What can you do to tell male from female cannabis seeds?
The only way to sex your cannabis seeds is to sow, grow and check. Most female strains begin to show characteristics of their sex after 4 weeks or more, just before the first stage of flowering.
You have to wait out the vegetative stage until the hair-like pistils begin to grow from the stems. This is indicative of the pre-flowering stage and a sure-fire sign of a female plant.
By contrast, male plants show their signs much earlier. Male plants grow sacs within the crevices of stems which are filled with pollen. As soon as you notice these, it’s time to remove them from your crop to prevent pollination. Males typically grow these sacs in as little as 2 weeks, giving you plenty of time to react.

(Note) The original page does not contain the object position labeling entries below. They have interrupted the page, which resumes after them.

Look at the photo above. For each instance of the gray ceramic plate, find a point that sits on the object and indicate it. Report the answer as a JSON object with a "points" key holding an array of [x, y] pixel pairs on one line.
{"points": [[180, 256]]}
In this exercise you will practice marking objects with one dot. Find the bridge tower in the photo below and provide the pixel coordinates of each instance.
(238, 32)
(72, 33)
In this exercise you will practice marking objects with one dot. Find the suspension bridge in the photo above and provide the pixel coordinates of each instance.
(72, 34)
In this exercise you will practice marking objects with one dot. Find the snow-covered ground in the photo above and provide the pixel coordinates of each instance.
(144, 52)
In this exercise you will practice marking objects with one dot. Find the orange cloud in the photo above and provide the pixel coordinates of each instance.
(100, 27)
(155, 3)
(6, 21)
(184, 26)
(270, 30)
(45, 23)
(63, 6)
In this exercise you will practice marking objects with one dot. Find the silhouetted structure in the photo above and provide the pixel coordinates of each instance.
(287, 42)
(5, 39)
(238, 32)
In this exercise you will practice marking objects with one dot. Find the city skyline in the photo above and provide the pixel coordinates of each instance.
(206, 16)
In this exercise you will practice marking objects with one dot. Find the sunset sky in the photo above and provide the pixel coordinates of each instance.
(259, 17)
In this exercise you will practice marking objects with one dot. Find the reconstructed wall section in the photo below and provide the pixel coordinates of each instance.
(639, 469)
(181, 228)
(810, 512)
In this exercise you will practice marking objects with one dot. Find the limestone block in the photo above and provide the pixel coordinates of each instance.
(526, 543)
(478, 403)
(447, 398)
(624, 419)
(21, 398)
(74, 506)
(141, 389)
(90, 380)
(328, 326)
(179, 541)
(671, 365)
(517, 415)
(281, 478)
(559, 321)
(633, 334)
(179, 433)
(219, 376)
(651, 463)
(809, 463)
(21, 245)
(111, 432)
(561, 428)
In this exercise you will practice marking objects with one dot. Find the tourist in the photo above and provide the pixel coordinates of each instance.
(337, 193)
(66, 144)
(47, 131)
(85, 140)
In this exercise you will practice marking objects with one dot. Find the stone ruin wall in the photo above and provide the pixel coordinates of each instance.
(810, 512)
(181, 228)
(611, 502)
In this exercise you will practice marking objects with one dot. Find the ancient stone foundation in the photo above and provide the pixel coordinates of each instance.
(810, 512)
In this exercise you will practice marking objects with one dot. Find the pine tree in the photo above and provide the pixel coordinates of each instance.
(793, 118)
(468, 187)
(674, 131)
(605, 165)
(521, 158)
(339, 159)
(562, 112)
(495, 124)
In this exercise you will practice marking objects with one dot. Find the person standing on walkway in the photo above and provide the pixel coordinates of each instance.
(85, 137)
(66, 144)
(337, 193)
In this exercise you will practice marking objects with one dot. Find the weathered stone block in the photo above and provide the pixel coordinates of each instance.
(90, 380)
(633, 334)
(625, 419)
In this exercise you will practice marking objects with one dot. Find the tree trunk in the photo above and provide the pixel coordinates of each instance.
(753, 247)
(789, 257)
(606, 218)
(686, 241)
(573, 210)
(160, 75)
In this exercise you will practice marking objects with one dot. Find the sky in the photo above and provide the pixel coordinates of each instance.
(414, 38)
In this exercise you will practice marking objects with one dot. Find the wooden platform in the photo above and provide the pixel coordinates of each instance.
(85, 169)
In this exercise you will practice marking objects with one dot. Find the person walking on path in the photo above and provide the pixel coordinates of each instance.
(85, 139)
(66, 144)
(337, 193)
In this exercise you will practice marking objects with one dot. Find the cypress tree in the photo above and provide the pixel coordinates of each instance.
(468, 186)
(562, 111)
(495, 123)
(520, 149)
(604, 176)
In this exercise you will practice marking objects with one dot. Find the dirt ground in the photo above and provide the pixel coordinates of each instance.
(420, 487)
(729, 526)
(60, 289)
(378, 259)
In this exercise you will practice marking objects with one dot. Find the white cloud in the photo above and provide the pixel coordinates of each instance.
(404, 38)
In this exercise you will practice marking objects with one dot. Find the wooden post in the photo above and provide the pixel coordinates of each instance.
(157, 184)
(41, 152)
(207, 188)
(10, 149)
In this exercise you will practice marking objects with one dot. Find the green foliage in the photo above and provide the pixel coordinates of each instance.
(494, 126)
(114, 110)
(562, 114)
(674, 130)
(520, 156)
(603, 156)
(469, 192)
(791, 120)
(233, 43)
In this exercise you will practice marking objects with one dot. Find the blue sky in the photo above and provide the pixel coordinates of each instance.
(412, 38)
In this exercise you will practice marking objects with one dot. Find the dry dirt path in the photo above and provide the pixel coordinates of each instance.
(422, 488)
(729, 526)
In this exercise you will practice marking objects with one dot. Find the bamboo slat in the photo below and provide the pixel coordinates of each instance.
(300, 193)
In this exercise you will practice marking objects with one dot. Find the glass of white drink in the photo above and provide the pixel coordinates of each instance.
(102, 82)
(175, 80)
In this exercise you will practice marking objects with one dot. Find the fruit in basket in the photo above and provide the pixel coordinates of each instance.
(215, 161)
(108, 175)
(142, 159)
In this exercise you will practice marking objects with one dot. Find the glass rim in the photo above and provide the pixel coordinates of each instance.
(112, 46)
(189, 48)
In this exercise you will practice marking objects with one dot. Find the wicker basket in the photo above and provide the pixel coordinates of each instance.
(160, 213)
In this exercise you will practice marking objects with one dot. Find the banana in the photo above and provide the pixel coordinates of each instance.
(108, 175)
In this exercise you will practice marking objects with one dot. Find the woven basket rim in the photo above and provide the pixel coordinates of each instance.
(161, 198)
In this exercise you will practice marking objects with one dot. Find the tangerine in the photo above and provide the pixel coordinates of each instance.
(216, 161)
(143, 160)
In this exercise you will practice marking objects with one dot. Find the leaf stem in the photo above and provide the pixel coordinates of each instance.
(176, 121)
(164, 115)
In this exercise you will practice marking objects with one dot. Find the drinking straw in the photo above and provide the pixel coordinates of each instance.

If you’re worried about your crops pollinating without you knowing, there are a few tricks you can use to identify sex early.
Instead of waiting it out and meticulously inspecting your plant, consider placing an opaque black or paper bag over a growing tip on your plant during vegetation. Keep the bag on for 12 hours in a 24-hour period and repeat. This manipulates the light cycle and forces the plant to pre-flower early. You can then check the sex of your plant after roughly 7 days before allowing it to revert.
There are also professional, scientific ways to determine the sex in advanced botanical setups, but aside from mailing off samples to labs, few can try this at home.
Alternatively, feminized seeds provide a more fool-proof strategy for cultivating healthy, resin-producing crops. You’ll have no need to sex your plants early and run no risk of accidentally pollinating your crop.